Batch jobs in Realtime Compute for Apache Flink have different execution mechanics than streaming jobs—different resource allocation, data transmission, and failure recovery behavior. This guide explains those differences and shows you how to configure resources and parallelism to get the best performance from your batch jobs.
Realtime Compute for Apache Flink supports batch processing in draft development, job O&M, workflows, queue management, and data profiling. For an end-to-end walkthrough, see Quick start with batch processing.
How batch jobs differ from streaming jobs
Understanding these differences helps you configure batch jobs correctly and avoid common pitfalls.
Execution mode
Streaming jobs process continuous, unbounded data streams with low latency. Data flows between operators in pipeline mode, so all subtasks across all operators are deployed and run simultaneously.
Batch jobs process bounded datasets with high throughput. A job runs in multiple phases:
-
Independent phases run in parallel to maximize resource utilization.
-
Dependent phases wait: downstream subtasks start only after upstream subtasks complete.
Data transmission
Streaming jobs keep intermediate data in memory and pass it directly between operators. Because data is not persisted, downstream slowness causes backpressure on upstream operators.
Batch jobs write intermediate results to external storage before downstream operators consume them. By default, results are stored on the local disk of each TaskManager. If the remote shuffle service is enabled, results go there instead.
Resource requirements
Streaming jobs must have all resources allocated before startup, because every subtask runs at the same time.
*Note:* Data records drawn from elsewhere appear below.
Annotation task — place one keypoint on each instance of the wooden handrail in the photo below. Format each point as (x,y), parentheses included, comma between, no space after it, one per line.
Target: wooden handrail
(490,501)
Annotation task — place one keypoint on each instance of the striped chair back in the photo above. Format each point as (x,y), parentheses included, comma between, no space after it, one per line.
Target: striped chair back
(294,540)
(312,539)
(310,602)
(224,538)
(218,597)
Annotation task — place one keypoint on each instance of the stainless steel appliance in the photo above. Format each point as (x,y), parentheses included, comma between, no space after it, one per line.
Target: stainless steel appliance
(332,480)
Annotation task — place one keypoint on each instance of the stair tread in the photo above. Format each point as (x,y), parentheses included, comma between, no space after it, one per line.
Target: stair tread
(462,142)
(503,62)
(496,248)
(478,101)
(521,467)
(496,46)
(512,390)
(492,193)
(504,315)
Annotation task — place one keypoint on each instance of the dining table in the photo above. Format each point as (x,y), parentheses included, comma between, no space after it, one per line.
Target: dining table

Batch jobs do not pre-allocate resources. Realtime Compute for Apache Flink schedules subtasks in batches as their input data becomes ready, making it possible to run a batch job with as few as one slot.
Failure recovery
Streaming jobs resume from the last checkpoint or savepoint. Because intermediate data is not persisted, all subtasks restart.
Batch jobs store intermediate results on disk, so only the failed subtask and its downstream subtasks need to restart—no full backtrack is required. Batch jobs have no checkpoint mechanism, so restarted subtasks begin from the start of their phase.
Configure resources
CPU and memory
Set CPU and memory for the JobManager and TaskManagers in Resources on the Configuration tab.
| Component | Recommended | Minimum |
|---|---|---|
| JobManager | 1 CPU core, 4 GiB memory | 0.5 CPU core, 2 GiB memory |
| TaskManager (per slot) | 1 CPU core, 4 GiB memory | 0.5 CPU core, 2 GiB memory |
For a TaskManager with *n* slots, allocate *n* CPU cores and 4*n* GiB of memory.
Disk space is proportional to CPU cores: each core provides 20 GiB, with a minimum of 20 GiB and a maximum of 200 GiB per TaskManager.
By default, each TaskManager in a batch job has one slot. To reduce TaskManager scheduling overhead, set slots per TaskManager to 2 or 4. Keep in mind that more slots on a single TaskManager means more subtasks share its local disk—if disk space runs out, the job fails and restarts. See No space left on device for solutions.
For jobs with a large-scale topology or complex network routing, increase resources beyond the defaults based on your workload.
If you run into resource-related issues, see Flink memory troubleshooting.
Maximum number of slots
Configure a maximum slot limit to cap the resources a batch job can consume, preventing it from starving other jobs. For configuration details, see How do I limit the number of TaskManagers?
Configure parallelism
Set parallelism in Resources on the Configuration tab.
Global parallelism
Global parallelism sets the upper limit on how many subtasks an operator can run in parallel. Enter a value in the Parallelism field.
Automatic parallelism inference
In Realtime Compute for Apache Flink with Ververica Runtime (VVR) 8.0 or later, automatic parallelism inference is enabled by default for batch jobs. The feature analyzes the total data volume consumed by each operator and the configured average data volume per subtask, then infers an appropriate parallelism automatically.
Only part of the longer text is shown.